J’avais fait promettre à mon hôte de m’éveiller au bout de trois heures : ce qu’il fit. Pendant ces trois heures, il avait monté autour de sa demeure la garde la plus fidèle qui ait jamais été montée par un homme veillant sur la vie d’un de ses semblables… Brave ami, que Dieu le bénisse, lui et sa famille, et que sa noble action soit ajoutée dans la mémoire des canadiens à toutes celles qui ont honoré notre race !

J’étais tellement alourdi dans le moment, que je ne pensai pas à demander à mon hôte son nom ; depuis, il m’a été impossible de le découvrir.

Je m’habillai et mangeai quelque chose, bien que sans faim sensible (j’avais un peu de fièvre), puis mon généreux hôte me mit dans un sentier qui conduisait vers Saint-Timothée, et m’accompagna encore pendant quelque temps.

Je retournais vers Saint-Timothée, parce que je sentais l’impossibilité pour moi de gagner la frontière par la forêt.
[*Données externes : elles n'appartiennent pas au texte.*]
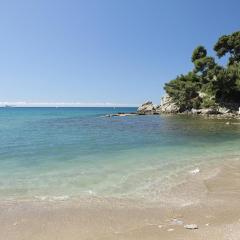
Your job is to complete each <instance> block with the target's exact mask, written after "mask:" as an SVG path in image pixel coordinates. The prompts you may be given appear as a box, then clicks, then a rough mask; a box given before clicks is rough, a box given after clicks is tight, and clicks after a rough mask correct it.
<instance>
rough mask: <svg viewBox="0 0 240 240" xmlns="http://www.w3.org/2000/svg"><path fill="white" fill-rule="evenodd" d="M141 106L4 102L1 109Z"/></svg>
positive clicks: (49, 102)
mask: <svg viewBox="0 0 240 240" xmlns="http://www.w3.org/2000/svg"><path fill="white" fill-rule="evenodd" d="M138 106H140V104H130V103H111V102H28V101H17V102H13V101H2V102H0V107H138Z"/></svg>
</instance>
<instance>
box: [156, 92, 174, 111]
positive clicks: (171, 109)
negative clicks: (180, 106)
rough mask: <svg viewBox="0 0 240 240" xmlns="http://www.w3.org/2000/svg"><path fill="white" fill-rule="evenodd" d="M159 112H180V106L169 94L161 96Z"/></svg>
mask: <svg viewBox="0 0 240 240" xmlns="http://www.w3.org/2000/svg"><path fill="white" fill-rule="evenodd" d="M157 111H158V112H159V113H178V112H179V107H178V106H177V105H176V103H175V102H174V101H173V100H172V98H171V97H170V96H169V95H165V96H164V97H162V98H161V103H160V105H159V107H158V109H157Z"/></svg>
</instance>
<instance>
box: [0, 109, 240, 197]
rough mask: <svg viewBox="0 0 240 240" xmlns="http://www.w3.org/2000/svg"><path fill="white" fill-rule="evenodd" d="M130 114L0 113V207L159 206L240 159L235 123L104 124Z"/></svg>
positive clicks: (57, 111)
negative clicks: (94, 205)
mask: <svg viewBox="0 0 240 240" xmlns="http://www.w3.org/2000/svg"><path fill="white" fill-rule="evenodd" d="M135 111H136V108H110V107H109V108H89V107H82V108H67V107H64V108H61V107H60V108H30V107H29V108H0V200H6V201H8V200H52V201H54V200H56V201H57V200H60V201H61V200H71V199H77V198H82V197H91V196H92V197H99V198H108V197H110V198H121V199H144V200H148V201H155V200H161V197H162V193H163V192H164V190H166V189H170V188H171V187H173V186H174V185H175V184H176V183H179V181H181V180H182V179H183V178H184V176H185V175H187V174H191V173H192V174H197V173H198V172H199V171H201V170H202V169H204V167H205V166H209V167H211V165H214V166H215V165H216V164H218V163H219V164H222V163H225V164H227V162H228V161H231V160H232V159H235V160H236V159H239V156H240V125H239V122H238V121H233V120H230V124H228V123H227V122H228V121H229V120H223V119H222V120H217V119H204V118H201V117H190V116H181V115H178V116H174V115H169V116H167V115H151V116H150V115H149V116H148V115H146V116H126V117H106V115H108V114H113V113H118V112H126V113H127V112H135Z"/></svg>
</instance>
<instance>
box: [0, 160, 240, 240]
mask: <svg viewBox="0 0 240 240" xmlns="http://www.w3.org/2000/svg"><path fill="white" fill-rule="evenodd" d="M166 196H168V197H169V200H171V201H169V203H168V202H167V201H165V202H161V203H157V202H153V203H149V202H148V203H146V202H141V201H136V200H126V199H100V198H91V199H80V200H74V201H68V200H67V201H32V202H29V201H19V202H2V203H1V206H0V230H1V236H0V239H1V240H5V239H9V240H10V239H11V240H40V239H41V240H57V239H61V240H65V239H66V240H77V239H78V240H79V239H82V240H85V239H88V240H90V239H98V240H107V239H124V240H133V239H145V240H150V239H151V240H155V239H169V240H173V239H174V240H183V239H184V240H205V239H209V240H238V239H239V236H240V201H239V200H240V164H239V162H238V161H237V160H236V161H233V162H226V164H223V165H221V166H214V167H212V168H211V169H203V170H201V171H200V172H199V173H196V174H190V175H189V176H188V177H187V179H186V182H185V183H181V184H179V185H177V186H176V187H175V188H174V189H172V190H171V192H168V193H166ZM190 196H191V198H190ZM172 199H176V200H177V201H176V202H174V203H173V202H172ZM178 200H179V201H178ZM187 200H190V201H187ZM178 202H179V204H177V203H178ZM184 202H185V203H186V204H185V205H184ZM191 202H192V204H191ZM188 224H196V225H197V227H198V229H195V230H189V229H186V228H185V227H186V225H188Z"/></svg>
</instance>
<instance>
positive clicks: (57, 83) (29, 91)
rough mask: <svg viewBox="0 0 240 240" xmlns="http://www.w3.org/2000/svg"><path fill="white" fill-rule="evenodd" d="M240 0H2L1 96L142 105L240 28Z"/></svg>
mask: <svg viewBox="0 0 240 240" xmlns="http://www.w3.org/2000/svg"><path fill="white" fill-rule="evenodd" d="M239 9H240V1H239V0H228V1H227V0H211V1H210V0H201V1H199V0H198V1H197V0H181V1H180V0H165V1H163V0H118V1H117V0H35V1H33V0H21V1H19V0H0V102H21V103H34V102H35V103H38V104H41V103H60V102H61V103H64V104H65V103H71V104H76V103H77V104H80V105H96V106H98V105H109V106H110V105H116V106H118V105H139V104H141V103H142V102H144V101H146V100H151V101H153V102H154V103H159V102H160V97H161V96H162V95H163V94H164V90H163V86H164V83H166V82H168V81H169V80H171V79H173V78H175V77H176V76H177V75H178V74H181V73H187V72H188V71H190V70H191V69H192V63H191V60H190V59H191V54H192V51H193V49H194V48H195V47H196V46H198V45H200V44H201V45H204V46H205V47H206V48H207V49H208V52H209V54H210V55H214V52H213V50H212V48H213V45H214V43H215V42H216V41H217V39H218V38H219V37H220V36H221V35H224V34H230V33H232V32H234V31H239V30H240V14H239Z"/></svg>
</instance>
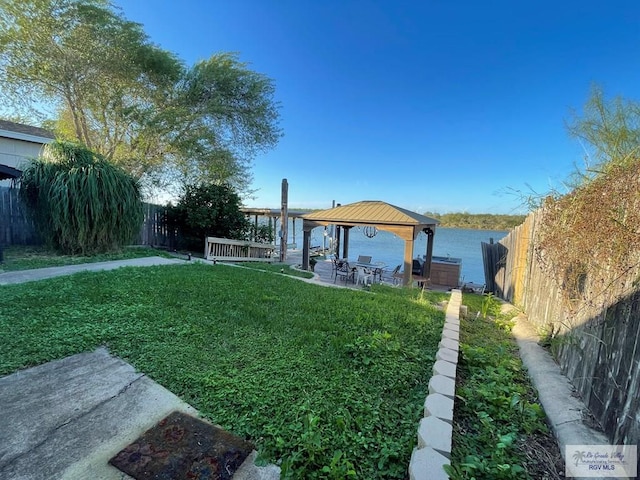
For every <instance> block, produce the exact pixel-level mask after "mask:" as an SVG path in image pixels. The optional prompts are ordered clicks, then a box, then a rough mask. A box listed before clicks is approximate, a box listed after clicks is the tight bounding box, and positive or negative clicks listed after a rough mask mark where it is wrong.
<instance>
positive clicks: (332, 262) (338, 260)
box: [331, 257, 341, 277]
mask: <svg viewBox="0 0 640 480" xmlns="http://www.w3.org/2000/svg"><path fill="white" fill-rule="evenodd" d="M339 262H341V260H339V259H338V258H337V257H334V258H332V259H331V277H335V276H336V272H337V271H338V263H339Z"/></svg>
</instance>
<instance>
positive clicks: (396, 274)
mask: <svg viewBox="0 0 640 480" xmlns="http://www.w3.org/2000/svg"><path fill="white" fill-rule="evenodd" d="M401 268H402V265H398V266H397V267H396V268H394V269H393V272H391V281H392V282H393V284H394V285H398V284H400V283H402V281H403V280H404V273H403V272H401V271H400V269H401Z"/></svg>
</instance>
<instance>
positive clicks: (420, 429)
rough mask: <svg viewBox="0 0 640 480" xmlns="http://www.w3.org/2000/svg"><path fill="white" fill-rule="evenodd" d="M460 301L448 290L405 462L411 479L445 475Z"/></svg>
mask: <svg viewBox="0 0 640 480" xmlns="http://www.w3.org/2000/svg"><path fill="white" fill-rule="evenodd" d="M461 304H462V292H461V291H460V290H458V289H454V290H452V291H451V298H450V299H449V303H448V305H447V311H446V313H445V322H444V328H443V329H442V339H441V340H440V344H439V350H438V353H436V362H435V363H434V365H433V376H432V377H431V380H429V395H427V398H426V399H425V401H424V418H423V419H422V420H420V426H419V427H418V446H417V447H416V448H415V449H414V450H413V454H412V455H411V461H410V462H409V478H410V479H411V480H427V479H428V480H440V479H442V480H446V479H448V478H449V476H448V475H447V474H446V473H445V471H444V469H443V468H442V466H443V465H450V459H451V438H452V435H453V399H454V397H455V393H456V369H457V367H458V348H459V343H458V340H459V332H460V305H461Z"/></svg>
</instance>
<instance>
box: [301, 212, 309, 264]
mask: <svg viewBox="0 0 640 480" xmlns="http://www.w3.org/2000/svg"><path fill="white" fill-rule="evenodd" d="M302 224H303V225H304V222H302ZM302 245H303V246H302V269H303V270H309V248H310V247H311V230H306V229H304V227H303V231H302Z"/></svg>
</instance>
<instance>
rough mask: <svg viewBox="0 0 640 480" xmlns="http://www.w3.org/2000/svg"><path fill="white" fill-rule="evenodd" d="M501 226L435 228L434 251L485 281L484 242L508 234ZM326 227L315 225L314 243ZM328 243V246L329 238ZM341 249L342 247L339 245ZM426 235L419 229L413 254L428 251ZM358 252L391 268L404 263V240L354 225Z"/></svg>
mask: <svg viewBox="0 0 640 480" xmlns="http://www.w3.org/2000/svg"><path fill="white" fill-rule="evenodd" d="M292 228H293V226H292V225H290V226H289V242H290V243H292V242H293V231H292ZM507 233H508V232H507V231H502V230H469V229H462V228H444V227H438V228H436V233H435V237H434V245H433V255H434V256H440V257H447V256H449V257H452V258H460V259H462V274H461V281H462V282H474V283H484V267H483V265H482V249H481V247H480V243H481V242H487V243H489V242H490V240H491V239H493V241H494V242H497V241H498V240H500V239H502V238H503V237H504V236H505V235H507ZM302 238H303V237H302V222H301V221H296V232H295V241H296V243H297V246H298V248H302ZM323 240H324V229H323V228H320V227H318V228H315V229H313V231H312V232H311V245H312V246H323ZM325 245H326V246H327V247H328V246H329V241H328V239H326V240H325ZM340 251H341V252H342V247H341V248H340ZM426 251H427V236H426V235H425V234H424V233H422V232H421V233H420V234H419V235H418V238H417V239H416V241H415V242H414V244H413V257H414V258H415V257H417V256H420V257H422V256H423V255H425V254H426ZM358 255H371V257H372V260H371V261H372V262H384V263H386V264H387V267H388V268H393V267H395V266H396V265H399V264H402V262H403V259H404V240H402V239H401V238H400V237H397V236H395V235H394V234H392V233H390V232H385V231H382V230H378V233H377V234H376V236H375V237H373V238H368V237H366V236H365V234H364V230H363V229H362V228H361V227H353V228H352V229H351V233H350V234H349V258H357V257H358Z"/></svg>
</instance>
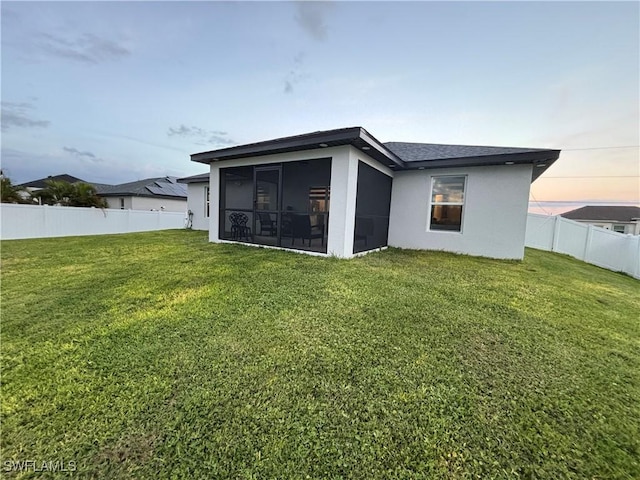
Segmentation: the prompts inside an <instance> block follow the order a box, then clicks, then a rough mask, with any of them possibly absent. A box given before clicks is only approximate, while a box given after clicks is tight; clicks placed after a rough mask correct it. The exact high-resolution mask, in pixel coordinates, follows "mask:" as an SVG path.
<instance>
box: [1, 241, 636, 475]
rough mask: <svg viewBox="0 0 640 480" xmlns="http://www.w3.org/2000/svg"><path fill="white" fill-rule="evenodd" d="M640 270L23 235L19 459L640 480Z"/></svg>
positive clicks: (1, 332)
mask: <svg viewBox="0 0 640 480" xmlns="http://www.w3.org/2000/svg"><path fill="white" fill-rule="evenodd" d="M639 287H640V282H638V281H637V280H634V279H632V278H629V277H627V276H624V275H621V274H617V273H614V272H609V271H606V270H602V269H599V268H596V267H593V266H590V265H587V264H584V263H581V262H578V261H574V260H572V259H569V258H567V257H564V256H559V255H555V254H550V253H546V252H540V251H536V250H528V251H527V253H526V258H525V260H524V261H523V262H510V261H497V260H490V259H482V258H472V257H465V256H457V255H451V254H445V253H439V252H416V251H403V250H396V249H389V250H387V251H384V252H380V253H374V254H370V255H367V256H364V257H362V258H357V259H353V260H348V261H345V260H337V259H335V258H318V257H311V256H307V255H299V254H295V253H291V252H282V251H274V250H267V249H258V248H252V247H244V246H240V245H215V244H210V243H208V242H207V238H206V234H205V233H204V232H191V231H165V232H150V233H142V234H130V235H113V236H96V237H76V238H58V239H43V240H24V241H6V242H3V243H2V291H1V295H2V311H1V313H2V332H1V341H2V344H1V353H2V391H1V393H2V452H1V459H0V460H2V462H3V466H4V465H5V464H4V462H6V461H9V460H12V461H21V460H28V459H32V460H36V461H37V462H42V461H55V460H58V461H64V462H69V461H74V462H76V465H77V471H76V472H75V475H78V476H79V477H81V478H129V477H135V478H153V479H156V478H212V479H213V478H234V479H271V478H294V479H297V478H312V479H316V478H328V479H338V478H354V479H378V478H379V479H389V478H391V479H393V478H428V479H431V478H435V479H437V478H483V479H484V478H550V479H558V478H580V479H582V478H593V479H624V478H628V479H631V478H640V463H639V462H640V318H639V312H640V288H639ZM3 473H4V474H5V475H8V476H21V475H23V476H25V477H30V476H34V477H40V476H41V475H42V474H41V473H22V474H16V473H15V472H14V473H11V472H3ZM54 476H55V475H52V477H54ZM56 478H58V477H56Z"/></svg>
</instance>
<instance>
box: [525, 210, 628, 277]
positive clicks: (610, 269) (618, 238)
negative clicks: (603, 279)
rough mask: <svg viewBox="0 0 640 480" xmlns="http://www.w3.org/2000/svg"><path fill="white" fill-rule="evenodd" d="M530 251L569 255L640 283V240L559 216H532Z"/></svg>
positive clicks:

Mon nouveau projet était de tâcher de m’adjoindre quelqu’un aussi intéressé que moi à fuir vers les États-Unis, afin de prendre par eau, en remontant le lac Saint-François, la route de l’exil.

J’arrivai à la sortie du bois au matin du 14 Novembre : ne voulant pas me diriger vers les maisons de jour, je dus attendre toute la journée au bord du bois, sous une pluie glaciale, le retour de la nuit. Je repris ma route vers neuf heures du soir et, peu après, je frappai à la demeure d’un cultivateur de ma connaissance.